Jonila and Jhed Tamano, 22, were reported missing on Sept. 2. Activist groups said witnesses saw them being forced into a van while they were on their way to consult with fisherfolk in Orion town about reclamation activities in Bataan province.
But on Friday, Jonathan Malaya, assistant director general of the National Security Council, said Jonila and Tamano were not kidnapped but rather “left the movement” after seeking the government’s help.
At a press conference by the National Task Force to End Local Communist Armed Conflict (NTF-Elcac), Malaya also claimed that the two had issued an affidavit stating that they had been wanting to break away from their associates.
Another official, Capt. Carlito Buco Jr. of the Bataan Provincial Police, released photos to the media on Friday showing the two activists.
In the photographs, Tamano appears to be comforted by a man and a woman whom Buco identified as her parents. But there has been no word on Saturday from the police confirming their identities.
According to Castro’s mother, neither of the two girls had yet to contact their families.
Also at the press conference, lawyer Dino de Leon questioned why the girls are still in the government’s custody.

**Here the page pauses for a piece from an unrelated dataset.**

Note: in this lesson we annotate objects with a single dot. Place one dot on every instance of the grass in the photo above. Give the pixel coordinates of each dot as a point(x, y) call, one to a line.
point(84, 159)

“What is the legal basis for keeping them under their custody until now?” said the lawyer, who also cast doubt over the affidavits allegedly issued by Jonila and Tamano.
Cristina Palabay, secretary general of Karapatan, said the fact that the two were not present at the NTF-Elcac press conference “reveals a lot of things, the most obvious of which is that the NTF-Elcac and the PNP (Philippine National Police) are not prepared to present them for questioning by the media.”
Meanwhile, the Communist Party of the Philippines (CPP) issued a statement on Saturday denying that the two activists were members of the New People’s Army, the communist organization’s armed wing.
“Without doubt, the young women were subjected to various forms of psychological and emotional torture to force them to ‘cooperate’ with the wishes of their abductors,” the statement quoted CPP chief information officer Marco Valbuena as saying.
The CPP said the case of Jonila and Tamano were similar to that of activists Michael Cedrick Casano and Patricia Nicole Cierva, who surfaced on June 2 as “surrenderers” of the NTF-Elcac after being reported missing on May 18.
Similar to Jonila and Tamano, Casano and Cierva thanked the military for treating them well, the CPP noted.